Review of Blackbird

Blackbird (II) (2022)
10/10
A fromage to Casablanca and Dr No produced, directed, written by and starring Michael Hatley
6 September 2022
Warning: Spoilers
It's hard to describe how excited I was to go and see this film and how lucky I was to be able to experience it on the big screen. Event is usually the term reserved for new Star Wars movies but the anticipation in the crowd began early and reached a crescendo before the credits were over.

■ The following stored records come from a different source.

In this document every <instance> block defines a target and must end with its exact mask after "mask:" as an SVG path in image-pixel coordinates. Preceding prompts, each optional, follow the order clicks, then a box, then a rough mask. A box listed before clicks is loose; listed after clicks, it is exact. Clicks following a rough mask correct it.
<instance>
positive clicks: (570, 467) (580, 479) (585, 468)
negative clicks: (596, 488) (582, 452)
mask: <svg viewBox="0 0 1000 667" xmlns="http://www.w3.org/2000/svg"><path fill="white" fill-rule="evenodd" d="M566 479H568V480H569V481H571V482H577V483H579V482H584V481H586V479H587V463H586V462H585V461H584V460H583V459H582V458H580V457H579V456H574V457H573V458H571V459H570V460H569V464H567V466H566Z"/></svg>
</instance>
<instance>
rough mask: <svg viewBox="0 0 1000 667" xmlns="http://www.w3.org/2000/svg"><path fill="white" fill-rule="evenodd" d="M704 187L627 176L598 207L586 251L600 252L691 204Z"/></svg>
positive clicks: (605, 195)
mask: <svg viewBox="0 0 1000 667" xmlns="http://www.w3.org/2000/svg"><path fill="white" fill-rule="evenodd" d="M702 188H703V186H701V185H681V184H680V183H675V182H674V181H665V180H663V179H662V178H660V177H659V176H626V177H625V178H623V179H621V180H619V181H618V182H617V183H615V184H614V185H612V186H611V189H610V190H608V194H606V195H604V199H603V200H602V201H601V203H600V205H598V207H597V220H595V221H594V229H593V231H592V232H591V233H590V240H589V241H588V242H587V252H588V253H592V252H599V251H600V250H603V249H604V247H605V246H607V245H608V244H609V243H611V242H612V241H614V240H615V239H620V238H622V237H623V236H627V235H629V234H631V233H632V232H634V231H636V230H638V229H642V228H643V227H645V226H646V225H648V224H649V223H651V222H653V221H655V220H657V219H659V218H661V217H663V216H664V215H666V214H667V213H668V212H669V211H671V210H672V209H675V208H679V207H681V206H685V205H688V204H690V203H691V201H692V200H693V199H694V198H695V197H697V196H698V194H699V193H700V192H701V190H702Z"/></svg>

The movie starts in an upmarket Bed and Breakfast where a funeral is taking place. This sets the scene for the rest of the movie which masterfully pieces together the events leading up to how and why our hero, played by Flatley, becomes a broken man. We're introduced to his team of spies called the chieftains comprising of an oddly subservient black man, an angry Irish drunk, a sad flat capped Irish drunk and two improbably beautiful women who, naturally, are just waiting for their man to get over his trauma so they can make their move.

Ten years later and they're still waiting as Victor Blackley (Flatley) has now opened a hotel and casino in Barbados where he spends his day sporting a succession of impressive hats at increasingly jaunty angles. Perhaps because none of them are large enough to properly fit his head or perhaps because it's what Bogart would have wanted. The women are still waiting for him to get over his trauma and the rest of the chieftans hang around drinking and making the place look untidy. Victor Blackley, however, manages to stay impossibly dapper despite his demons even when waking up after getting blackout drunk on the beach.

An old flame turns up and now the tension reaches fever pitch. Such is the towering performance by Flatley that we believe him to be truly broken and the director stretches out the moment of wondering whether he'll find himself again until the audience is at breaking point. Luckily Eric Roberts' worst-boyfriend-in-the-world is there to provide suitable inspiration. As you would expect from a master of dance, it is the dancing scenes in which our hero truly shines. The energy and chemistry he shows with a succession of women turning the heat up to 11.

The ending has to be seen to believed and sets us up for what is likely to be a spy franchise to rival Bond or Bourne in its intensity. This film has it all. The slow cool of Casablanca combined with the sexy edge of Bond at his finest. All delivered by a man channeling William Shatner in Impulse. The scenery has the epic sweep of Lord of the Rings at its finest and the dialogue is sharp and unexpected.

If you only watch one more movie in the rest of your life it needs to be Blackbird.